A Globo foi citada por um delator do Fifagate como pagadora de propina. O caso de corrupção na Fifa mudou a forma de negociação no futebol?  

Não tenho sequer ângulo para falar sobre antes. Posso falar do que experimentei. Lido com direitos de transmissão há 20 anos. Tenho dois anos e quatro meses dedicados ao futebol, mas sempre com uma abordagem muito profissional e transparente. E tenho tido um retorno positivo com os clubes, com a CBF e com o que está acontecendo neste momento na Conmebol, como o esforço da organização do calendário, de organização e de produto.
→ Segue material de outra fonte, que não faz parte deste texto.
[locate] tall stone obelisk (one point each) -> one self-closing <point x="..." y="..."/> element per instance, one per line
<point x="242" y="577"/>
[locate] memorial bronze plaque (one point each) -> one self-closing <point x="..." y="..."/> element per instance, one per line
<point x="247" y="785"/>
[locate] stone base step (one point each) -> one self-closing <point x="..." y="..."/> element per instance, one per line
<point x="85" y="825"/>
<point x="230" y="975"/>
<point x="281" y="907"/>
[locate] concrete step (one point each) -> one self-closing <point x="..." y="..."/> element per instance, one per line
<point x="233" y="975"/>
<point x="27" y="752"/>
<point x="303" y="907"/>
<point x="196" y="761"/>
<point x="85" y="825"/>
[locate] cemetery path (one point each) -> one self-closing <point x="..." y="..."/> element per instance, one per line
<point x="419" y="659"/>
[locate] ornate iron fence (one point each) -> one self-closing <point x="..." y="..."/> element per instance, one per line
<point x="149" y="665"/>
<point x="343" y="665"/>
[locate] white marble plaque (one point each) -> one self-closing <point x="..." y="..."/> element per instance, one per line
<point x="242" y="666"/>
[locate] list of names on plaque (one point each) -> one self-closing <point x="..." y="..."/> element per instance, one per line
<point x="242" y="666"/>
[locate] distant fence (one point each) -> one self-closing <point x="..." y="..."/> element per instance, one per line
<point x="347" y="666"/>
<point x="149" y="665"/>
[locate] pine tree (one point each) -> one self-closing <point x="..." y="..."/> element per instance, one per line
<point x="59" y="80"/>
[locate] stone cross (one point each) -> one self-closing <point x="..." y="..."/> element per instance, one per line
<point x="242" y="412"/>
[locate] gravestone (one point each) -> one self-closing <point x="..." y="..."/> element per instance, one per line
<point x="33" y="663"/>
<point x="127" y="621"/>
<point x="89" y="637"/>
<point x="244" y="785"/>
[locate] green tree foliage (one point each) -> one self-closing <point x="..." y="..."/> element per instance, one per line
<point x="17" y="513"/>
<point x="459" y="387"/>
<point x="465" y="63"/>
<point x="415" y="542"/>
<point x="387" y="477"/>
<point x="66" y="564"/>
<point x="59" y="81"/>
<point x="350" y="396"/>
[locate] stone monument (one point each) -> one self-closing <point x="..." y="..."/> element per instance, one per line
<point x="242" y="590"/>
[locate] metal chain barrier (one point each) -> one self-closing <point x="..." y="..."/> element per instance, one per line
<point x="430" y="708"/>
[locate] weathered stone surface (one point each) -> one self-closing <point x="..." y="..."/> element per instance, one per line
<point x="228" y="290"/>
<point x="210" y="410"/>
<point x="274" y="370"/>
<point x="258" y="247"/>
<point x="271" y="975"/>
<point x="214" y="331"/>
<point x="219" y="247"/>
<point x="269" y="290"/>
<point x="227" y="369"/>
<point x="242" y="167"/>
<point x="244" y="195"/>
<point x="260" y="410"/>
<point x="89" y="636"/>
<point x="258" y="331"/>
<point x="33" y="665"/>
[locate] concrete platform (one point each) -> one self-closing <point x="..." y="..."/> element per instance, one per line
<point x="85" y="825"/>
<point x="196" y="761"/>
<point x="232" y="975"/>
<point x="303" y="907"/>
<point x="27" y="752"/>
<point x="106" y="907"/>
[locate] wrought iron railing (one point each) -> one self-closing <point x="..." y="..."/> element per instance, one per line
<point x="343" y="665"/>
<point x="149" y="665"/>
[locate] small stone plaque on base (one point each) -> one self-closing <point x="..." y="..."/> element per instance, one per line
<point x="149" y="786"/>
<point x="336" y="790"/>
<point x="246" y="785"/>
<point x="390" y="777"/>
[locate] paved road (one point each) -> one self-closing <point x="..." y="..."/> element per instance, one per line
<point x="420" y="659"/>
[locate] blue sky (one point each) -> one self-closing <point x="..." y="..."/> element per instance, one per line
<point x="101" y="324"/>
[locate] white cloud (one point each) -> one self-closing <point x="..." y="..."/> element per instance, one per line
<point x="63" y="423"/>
Na minha leitura, transparência e discussão técnica profissional fazem bem ao negócio e é nisso que a gente se engaja. A Globo dá grande valor a práticas éticas e transparentes em suas contratações. Por isso revisa e aprimora periodicamente seu sistema de compliance, em linha com as melhores práticas internacionais, observando a legislação em vigor.

​Fernando Manuel Pinto, 40 anos

Formado em Ciências Jurídicas e Sociais pela Universidade Federal do Rio de Janeiro e com MBA em Gestão de Negócios pelo IBMEC/RJ, o executivo está no Grupo Globo desde 2002. Atuou na aquisição de direitos para exploração de conteúdos esportivos pela Globosat, incluindo os canais de pay-per-view, UFC-Combate. Desde dezembro de 2015, atua no desenvolvimento de estratégias e na execução das negociações de direitos de futebol para a emissora.